The airport doors hissed like polite snakes and exhaled us into New Mexico. Heat hit first—honest, unperfumed, the kind that doesn't stick so much as press, all palms and no apologies. The air tasted like dust and jet fuel; sunlight slid off chrome and kept going. I put on sunglasses because ritual demands props.

"Ah, yes," I said. "Welcome to New Mexico, boys. Population: us, a fallen god, and many questionable fashion choices."

Alpha-01 scanned the lot without moving his head much—lines of sight mapped against cover that didn't exist. "Unfamiliar terrain," he said. His voice always makes the obvious sound like intelligence.

Alpha-02 shaded his eyes with two fingers and measured the distance between pillars and curb, curb and lanes, lanes and the human river. "Visibility high," he murmured. "Cover limited."

Alpha-03 said nothing. He tracked the people instead of the place—where the crowd thickened, where it thinned, where the flows pinched or pooled. Micro-trait: when he assesses human motion, he aligns his breathing to it; his chest rose and fell on the same rhythm as the sliding doors.

"Relax," I said. "It's just an airport. The only danger here is overpriced bottled water."

Then the danger arrived.

It didn't announce itself. It did the opposite. The group near the exit was ordinary until it wasn't. Bodies clotted. Conversations thinned. The noise floor dropped half a notch the way rooms do before a toast or a fight. Jackets too uniform for locals in August. Hands inside pockets for longer than pockets deserve. Boots with a stomp meant for alleys, not terminals. Gun oil has a smell if you know it; it carries a memory if you don't.

"Clock it," I said softly.

"Fifteen," Alpha-01 said immediately. He recalculated halfway through his sentence. "Twenty-two. Twenty-seven. Flanking left, eight."

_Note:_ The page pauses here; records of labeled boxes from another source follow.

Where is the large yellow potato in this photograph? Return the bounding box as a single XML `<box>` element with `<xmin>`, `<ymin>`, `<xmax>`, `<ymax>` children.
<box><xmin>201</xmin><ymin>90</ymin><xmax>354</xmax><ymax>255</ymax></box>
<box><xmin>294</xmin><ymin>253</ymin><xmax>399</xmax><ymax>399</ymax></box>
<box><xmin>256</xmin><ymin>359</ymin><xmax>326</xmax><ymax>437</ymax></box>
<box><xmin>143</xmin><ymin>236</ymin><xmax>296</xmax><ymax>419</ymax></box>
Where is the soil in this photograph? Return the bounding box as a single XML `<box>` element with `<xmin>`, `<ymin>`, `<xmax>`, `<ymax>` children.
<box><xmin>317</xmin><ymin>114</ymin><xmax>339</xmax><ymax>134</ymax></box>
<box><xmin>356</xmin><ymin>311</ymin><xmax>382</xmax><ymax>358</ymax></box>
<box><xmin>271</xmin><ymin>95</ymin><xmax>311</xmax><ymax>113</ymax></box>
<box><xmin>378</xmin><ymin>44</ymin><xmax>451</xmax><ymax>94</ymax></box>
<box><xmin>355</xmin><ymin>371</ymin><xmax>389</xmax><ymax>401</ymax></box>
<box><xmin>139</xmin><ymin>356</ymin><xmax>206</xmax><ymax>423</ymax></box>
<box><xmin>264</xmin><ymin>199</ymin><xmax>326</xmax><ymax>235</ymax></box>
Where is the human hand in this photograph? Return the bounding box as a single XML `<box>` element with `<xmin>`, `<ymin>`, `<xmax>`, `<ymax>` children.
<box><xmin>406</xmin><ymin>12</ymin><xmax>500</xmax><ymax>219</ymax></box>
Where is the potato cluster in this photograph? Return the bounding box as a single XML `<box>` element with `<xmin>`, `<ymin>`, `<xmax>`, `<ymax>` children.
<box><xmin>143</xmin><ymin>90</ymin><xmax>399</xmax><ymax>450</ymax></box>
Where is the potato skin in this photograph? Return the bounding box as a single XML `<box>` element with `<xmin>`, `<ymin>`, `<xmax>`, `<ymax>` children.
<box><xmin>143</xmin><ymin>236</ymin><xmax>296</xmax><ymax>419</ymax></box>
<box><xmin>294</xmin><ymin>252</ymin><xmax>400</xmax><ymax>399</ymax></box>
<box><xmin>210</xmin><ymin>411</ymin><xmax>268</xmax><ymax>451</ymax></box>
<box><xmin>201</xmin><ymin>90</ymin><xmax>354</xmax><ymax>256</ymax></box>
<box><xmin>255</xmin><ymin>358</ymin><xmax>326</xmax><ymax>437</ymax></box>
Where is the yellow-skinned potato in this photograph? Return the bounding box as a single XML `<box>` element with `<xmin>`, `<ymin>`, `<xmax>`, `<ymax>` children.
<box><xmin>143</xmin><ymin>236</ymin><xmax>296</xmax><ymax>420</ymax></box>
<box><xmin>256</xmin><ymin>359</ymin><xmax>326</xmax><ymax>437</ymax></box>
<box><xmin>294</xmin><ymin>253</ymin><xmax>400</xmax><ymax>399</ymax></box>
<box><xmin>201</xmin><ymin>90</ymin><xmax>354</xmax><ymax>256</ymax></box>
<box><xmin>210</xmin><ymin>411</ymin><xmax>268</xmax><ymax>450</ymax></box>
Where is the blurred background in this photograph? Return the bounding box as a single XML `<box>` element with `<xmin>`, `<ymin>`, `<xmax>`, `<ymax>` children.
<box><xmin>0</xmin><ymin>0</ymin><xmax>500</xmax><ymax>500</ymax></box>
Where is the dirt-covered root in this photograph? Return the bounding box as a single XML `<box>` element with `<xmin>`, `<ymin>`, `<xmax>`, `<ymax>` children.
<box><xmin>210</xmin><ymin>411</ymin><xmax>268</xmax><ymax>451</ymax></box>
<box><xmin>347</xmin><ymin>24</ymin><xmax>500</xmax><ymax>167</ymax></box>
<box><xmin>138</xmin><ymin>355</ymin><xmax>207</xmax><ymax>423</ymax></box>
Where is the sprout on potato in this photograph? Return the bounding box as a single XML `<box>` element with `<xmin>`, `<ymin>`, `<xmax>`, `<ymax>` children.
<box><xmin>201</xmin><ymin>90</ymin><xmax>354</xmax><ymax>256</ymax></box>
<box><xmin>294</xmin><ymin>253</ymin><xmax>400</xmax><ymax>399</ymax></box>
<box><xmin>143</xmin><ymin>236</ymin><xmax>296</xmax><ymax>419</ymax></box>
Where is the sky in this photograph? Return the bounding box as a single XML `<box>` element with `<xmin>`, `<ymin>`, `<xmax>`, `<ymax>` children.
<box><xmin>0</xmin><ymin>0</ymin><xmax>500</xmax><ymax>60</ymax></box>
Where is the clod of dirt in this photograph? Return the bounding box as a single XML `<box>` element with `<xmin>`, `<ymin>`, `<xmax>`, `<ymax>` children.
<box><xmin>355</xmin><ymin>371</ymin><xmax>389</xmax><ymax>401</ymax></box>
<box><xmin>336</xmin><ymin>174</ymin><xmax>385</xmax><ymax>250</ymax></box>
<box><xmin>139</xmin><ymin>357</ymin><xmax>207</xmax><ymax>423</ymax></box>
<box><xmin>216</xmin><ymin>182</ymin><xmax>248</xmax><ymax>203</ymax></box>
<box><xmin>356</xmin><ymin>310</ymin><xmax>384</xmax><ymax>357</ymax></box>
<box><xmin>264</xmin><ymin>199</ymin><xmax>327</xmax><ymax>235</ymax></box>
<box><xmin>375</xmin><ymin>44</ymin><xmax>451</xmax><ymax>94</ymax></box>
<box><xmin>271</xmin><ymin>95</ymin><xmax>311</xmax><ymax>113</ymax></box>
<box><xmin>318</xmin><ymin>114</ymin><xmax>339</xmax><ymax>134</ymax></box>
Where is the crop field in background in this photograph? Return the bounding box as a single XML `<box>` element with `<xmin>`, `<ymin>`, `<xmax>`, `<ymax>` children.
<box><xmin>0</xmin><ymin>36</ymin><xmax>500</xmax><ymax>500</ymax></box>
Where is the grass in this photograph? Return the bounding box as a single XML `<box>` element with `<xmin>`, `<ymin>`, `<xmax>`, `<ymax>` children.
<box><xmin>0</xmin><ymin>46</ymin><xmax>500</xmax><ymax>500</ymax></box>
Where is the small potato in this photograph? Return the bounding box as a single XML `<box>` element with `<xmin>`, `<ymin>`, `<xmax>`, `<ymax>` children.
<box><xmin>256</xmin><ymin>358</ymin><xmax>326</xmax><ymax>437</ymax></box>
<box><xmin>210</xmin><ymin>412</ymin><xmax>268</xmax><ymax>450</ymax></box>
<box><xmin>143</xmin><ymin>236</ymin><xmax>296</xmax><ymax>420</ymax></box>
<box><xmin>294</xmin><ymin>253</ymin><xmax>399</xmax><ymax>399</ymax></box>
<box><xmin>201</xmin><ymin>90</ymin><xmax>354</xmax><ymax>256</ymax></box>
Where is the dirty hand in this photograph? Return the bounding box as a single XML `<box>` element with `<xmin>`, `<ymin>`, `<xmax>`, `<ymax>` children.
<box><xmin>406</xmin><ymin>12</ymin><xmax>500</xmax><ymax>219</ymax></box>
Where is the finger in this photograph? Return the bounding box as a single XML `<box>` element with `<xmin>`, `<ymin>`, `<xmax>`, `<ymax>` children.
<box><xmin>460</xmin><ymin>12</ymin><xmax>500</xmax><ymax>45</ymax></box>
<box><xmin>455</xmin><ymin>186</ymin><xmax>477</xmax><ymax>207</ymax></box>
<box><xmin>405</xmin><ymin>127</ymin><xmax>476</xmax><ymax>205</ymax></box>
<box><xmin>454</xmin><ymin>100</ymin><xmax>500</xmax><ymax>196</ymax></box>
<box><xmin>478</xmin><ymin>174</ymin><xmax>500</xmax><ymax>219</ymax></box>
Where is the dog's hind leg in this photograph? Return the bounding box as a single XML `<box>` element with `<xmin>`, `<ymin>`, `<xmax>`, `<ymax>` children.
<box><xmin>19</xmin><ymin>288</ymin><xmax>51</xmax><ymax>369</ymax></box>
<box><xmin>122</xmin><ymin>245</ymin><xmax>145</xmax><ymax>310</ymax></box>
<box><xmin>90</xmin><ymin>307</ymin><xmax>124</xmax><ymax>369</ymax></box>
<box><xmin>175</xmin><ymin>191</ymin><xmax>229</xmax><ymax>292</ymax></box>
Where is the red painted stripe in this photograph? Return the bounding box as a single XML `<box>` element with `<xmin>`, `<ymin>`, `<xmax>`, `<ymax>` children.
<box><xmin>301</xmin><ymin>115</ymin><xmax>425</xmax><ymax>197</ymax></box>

The shape completed. Forty, give or take, moving together without looking at each other. From the rideshare curb and the short-term exit both. Plain jackets. Stiff shoulders. A few ball caps low. Not tourists. Not a family reunion. Not airport staff. Organization without uniform.

They flowed until they were where they wanted to be: between us and the lot. Conversation pivoted away like iron filings obeying a magnet. Bystanders turned casual into elsewhere. Phones came out, because phones are modern prayer—please let me be a witness and not a participant.

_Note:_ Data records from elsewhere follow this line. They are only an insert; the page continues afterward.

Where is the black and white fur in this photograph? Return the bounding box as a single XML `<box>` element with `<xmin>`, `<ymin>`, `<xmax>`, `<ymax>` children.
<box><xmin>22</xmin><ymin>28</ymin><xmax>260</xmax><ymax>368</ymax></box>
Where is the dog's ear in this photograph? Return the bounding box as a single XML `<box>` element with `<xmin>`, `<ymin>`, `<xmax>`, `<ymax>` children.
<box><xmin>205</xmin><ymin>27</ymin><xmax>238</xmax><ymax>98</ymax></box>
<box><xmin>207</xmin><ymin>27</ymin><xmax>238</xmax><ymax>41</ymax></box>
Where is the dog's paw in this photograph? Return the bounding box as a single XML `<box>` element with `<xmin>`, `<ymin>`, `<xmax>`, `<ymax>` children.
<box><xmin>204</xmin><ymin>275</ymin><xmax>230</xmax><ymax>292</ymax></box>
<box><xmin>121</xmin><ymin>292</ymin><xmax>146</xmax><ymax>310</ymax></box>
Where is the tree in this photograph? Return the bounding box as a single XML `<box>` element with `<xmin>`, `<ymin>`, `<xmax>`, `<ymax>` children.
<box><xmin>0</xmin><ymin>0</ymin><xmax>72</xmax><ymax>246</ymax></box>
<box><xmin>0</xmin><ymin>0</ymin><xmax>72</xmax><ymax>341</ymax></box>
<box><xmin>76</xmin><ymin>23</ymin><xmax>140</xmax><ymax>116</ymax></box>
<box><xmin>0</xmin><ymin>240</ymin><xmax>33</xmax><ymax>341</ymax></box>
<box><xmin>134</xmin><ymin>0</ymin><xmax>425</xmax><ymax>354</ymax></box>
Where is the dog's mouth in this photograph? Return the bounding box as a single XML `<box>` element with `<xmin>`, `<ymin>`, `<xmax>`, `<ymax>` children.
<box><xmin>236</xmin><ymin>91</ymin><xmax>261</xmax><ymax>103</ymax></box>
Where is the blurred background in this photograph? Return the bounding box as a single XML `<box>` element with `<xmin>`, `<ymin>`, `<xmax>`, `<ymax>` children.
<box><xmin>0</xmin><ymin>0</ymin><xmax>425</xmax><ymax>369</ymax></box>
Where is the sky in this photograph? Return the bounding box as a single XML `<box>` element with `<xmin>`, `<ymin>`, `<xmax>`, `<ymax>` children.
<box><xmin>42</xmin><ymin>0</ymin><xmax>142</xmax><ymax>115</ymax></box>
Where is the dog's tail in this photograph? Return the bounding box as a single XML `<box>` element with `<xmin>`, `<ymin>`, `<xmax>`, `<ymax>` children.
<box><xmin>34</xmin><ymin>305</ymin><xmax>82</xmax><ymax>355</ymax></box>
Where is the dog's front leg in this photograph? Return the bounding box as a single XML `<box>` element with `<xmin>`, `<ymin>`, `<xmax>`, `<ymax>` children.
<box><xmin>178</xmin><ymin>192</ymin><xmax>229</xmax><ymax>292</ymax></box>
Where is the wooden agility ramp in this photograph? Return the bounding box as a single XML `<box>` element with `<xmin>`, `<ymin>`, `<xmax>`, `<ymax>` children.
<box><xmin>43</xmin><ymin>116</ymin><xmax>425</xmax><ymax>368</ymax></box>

I tilted my head. "Forty guys?" I stage-whispered, smiling like a man reviewing a menu and disappointed by portion sizes. "A bit excessive, don't you think? Group discount on bad decisions?"

They didn't answer. They did what bad decisions always do: they produced props. A glimpse of stainless. A receiver. A shotgun's distinctive silhouette surfacing from a jacket like a whale remembering gravity. A handful of knives. Two bats for men who wanted to feel manual in a digital age.

I didn't let my grin change. "Weather looks bad," I said.

"Anchovy," Alpha-01 returned, which is our for bad idea. He shifted his stance a half-inch, which for him is the equivalent of putting a hand on a holster he doesn't carry.

"No gunfire," I said, not quiet, not loud. I pitched it for my row; it carried farther because command does, even when you didn't intend it. "We control hands. We push. We pin. We do not make the news for the wrong reason."

"Copy," Alpha-02 said. Alpha-03 breathed in and out and lined his rhythm with the sliding doors again. The pattern became a countdown.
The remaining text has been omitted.